Published online Jun 27, 2023. doi: 10.4240/wjgs.v15.i6.1080
Peer-review started: January 26, 2023
First decision: March 15, 2023
Revised: April 2, 2023
Accepted: April 23, 2023
Article in press: April 23, 2023
Published online: June 27, 2023
Processing time: 139 Days and 19.7 Hours
There is a lack of studies comparing the efficacy of fascia-oriented and traditional vessel-oriented lateral lymph node dissection (LLND). Through a preliminary study with a small sample size, we found that fascia-oriented LLND was associated with a lower incidence of postoperative urinary and male sexual dysfunction and a higher number of examined lateral lymph nodes (LLNs). In this study, we increased the sample size and refined the postoperative functional outcomes.
For the management of LLN metastasis in patients with rectal cancer, selective LLND is gradually being accepted by Chinese scholars. Theoretically, fascia-oriented LLND both allows radical tumor resection and protects organ function. However, there is a lack of evidence-based medical studies comparing the efficacy of fascia-oriented and traditional vessel-oriented LLND. The present study will provide information for surgeons regarding the selection of the optimal surgical procedure for LLND.

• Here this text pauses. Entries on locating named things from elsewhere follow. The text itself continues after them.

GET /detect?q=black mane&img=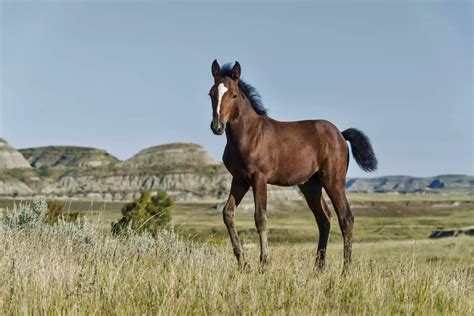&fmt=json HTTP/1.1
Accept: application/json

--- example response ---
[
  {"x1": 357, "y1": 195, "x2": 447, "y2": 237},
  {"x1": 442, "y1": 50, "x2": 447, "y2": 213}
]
[{"x1": 221, "y1": 64, "x2": 267, "y2": 116}]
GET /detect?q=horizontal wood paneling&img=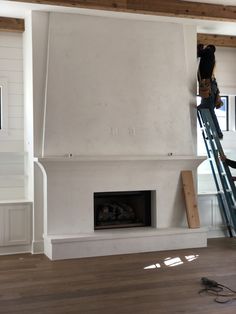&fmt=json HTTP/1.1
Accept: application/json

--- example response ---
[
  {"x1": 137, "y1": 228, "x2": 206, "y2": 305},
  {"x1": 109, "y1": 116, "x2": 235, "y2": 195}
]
[
  {"x1": 10, "y1": 0, "x2": 236, "y2": 21},
  {"x1": 197, "y1": 34, "x2": 236, "y2": 48}
]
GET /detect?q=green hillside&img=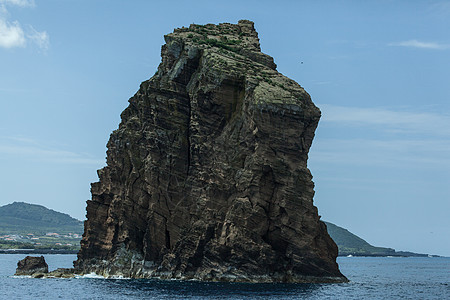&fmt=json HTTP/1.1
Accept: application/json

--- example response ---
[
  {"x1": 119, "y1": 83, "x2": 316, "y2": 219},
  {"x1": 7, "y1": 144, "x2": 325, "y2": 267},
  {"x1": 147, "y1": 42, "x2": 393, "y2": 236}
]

This study aimed to compare the effects of fascia- and vessel-oriented LLND regarding the short-term outcomes and prognosis.
We conducted a retrospective cohort study on data from 196 patients with rectal cancer who underwent total mesorectal excision and LLND from July 2014 to August 2021. The short-term outcomes included perioperative outcomes and postoperative functional outcomes. The prognosis was measured based on overall survival (OS) and progression-free survival (PFS).
Regarding short-term outcomes, the fascia-oriented group had a higher median number of examined LLNs compared to the vessel-oriented group. However, there were no notable differences in other short-term outcomes. The fascia-oriented group had significantly lower rates of postoperative urinary and male sexual dysfunction compared to the vessel-oriented group, and there were no significant differences in postoperative lower limb dysfunction between the two groups. As for prognosis, there was no significant disparity in PFS or OS between the two groups.
Our study suggests that fascia-oriented LLND is a safe and feasible option for patients with rectal cancer. Although no significant difference was observed in prognosis compared to vessel-oriented LLND, fascia-oriented LLND may allow for the examination of more LLNs and potentially offer benefits in preserving postoperative urinary and sexual function.
While our study supports the use of fascia-oriented LLND for rectal cancer, it is important to verify our conclusions with larger prospective studies. Further research is needed to confirm the potential benefits of fascia-oriented LLND, including preserving postoperative urinary and sexual function.